Indeed, the 30-year-old defenseman did his best to say all the right things about the Arizona Coyotes, praising a roster that includes “a lot of young and promising players.”

MORE on the trade here

Described by some as the NHL’s best pure defensive defenseman, Hjalmarsson also gives the Coyotes good reason to be excited by a blueline that’s suddenly quite competitive. Consider the quartet that GM John Chayka helped assemble:

Hjalmarsson: An often-underrated part of the Blackhawks’ run. Consider some of the praise he received even before this move was made.

Oliver Ekman-Larsson: One of the league’s best-kept secrets, “OEL” ranks as one of the most dangerous scoring defensemen. At 25, he’s still deep in his prime.

Alex Goligoski: When you consider the Dallas Stars’ lost 2016-17 season, don’t dismiss the absence of “Gogo.” He might not be perfect, but the 31-year-old is the sort of puck-mover you need to excel in the modern game.

Jakob Chychrun: At 19, he’s already getting reps at the NHL level. The Coyotes could pair him with a veteran and watch him grow.

***

When you look at those four, in particular, it’s easier to see Hjalmarsson’s excitement as more than just lip service.

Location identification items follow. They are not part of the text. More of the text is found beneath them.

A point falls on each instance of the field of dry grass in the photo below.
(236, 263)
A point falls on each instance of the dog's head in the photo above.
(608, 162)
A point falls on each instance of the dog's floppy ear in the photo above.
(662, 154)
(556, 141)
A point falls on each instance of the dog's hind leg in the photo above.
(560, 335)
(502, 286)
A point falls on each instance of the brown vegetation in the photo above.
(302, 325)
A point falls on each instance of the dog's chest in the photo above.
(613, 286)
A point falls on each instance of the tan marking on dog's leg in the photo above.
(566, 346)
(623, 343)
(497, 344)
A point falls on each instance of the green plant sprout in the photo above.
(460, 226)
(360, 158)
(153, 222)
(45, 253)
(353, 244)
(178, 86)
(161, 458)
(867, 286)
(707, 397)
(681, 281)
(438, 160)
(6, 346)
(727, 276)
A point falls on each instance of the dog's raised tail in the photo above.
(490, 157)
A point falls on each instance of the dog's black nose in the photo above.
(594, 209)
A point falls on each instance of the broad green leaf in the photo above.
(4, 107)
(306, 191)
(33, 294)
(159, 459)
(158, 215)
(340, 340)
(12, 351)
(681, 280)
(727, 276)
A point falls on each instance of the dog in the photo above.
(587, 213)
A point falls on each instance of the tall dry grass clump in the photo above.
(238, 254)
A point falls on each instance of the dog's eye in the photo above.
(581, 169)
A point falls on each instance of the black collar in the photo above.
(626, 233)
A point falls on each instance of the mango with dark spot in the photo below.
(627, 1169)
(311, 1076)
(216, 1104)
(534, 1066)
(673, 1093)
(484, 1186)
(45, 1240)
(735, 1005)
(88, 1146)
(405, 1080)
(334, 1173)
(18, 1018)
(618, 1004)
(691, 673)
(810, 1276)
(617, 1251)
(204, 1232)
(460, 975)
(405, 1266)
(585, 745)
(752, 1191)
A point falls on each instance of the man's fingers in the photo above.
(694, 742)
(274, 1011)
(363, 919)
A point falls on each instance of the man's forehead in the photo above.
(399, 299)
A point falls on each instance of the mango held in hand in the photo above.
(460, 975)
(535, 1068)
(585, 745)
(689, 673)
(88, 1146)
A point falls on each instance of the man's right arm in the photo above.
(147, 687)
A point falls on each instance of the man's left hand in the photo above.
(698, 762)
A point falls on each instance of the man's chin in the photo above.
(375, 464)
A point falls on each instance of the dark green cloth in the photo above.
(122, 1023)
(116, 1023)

It probably doesn’t hurt that the Coyotes also added Derek Stepan, another sign that this franchise is taking the next step after absorbing other franchises’ problem contracts in the likes of Dave Bolland and Pavel Datsyuk’s last year.

Granted, it will still be an adjustment, as the Coyotes are likely aiming for “respectable” while anything less that a deep run was unacceptable for the Blackhawks.

Still, Hjalmarsson has plenty of power to make this move more palatable than it may have initially seemed.

And, hey, who would blame him for circling Oct. 21 on his calendar?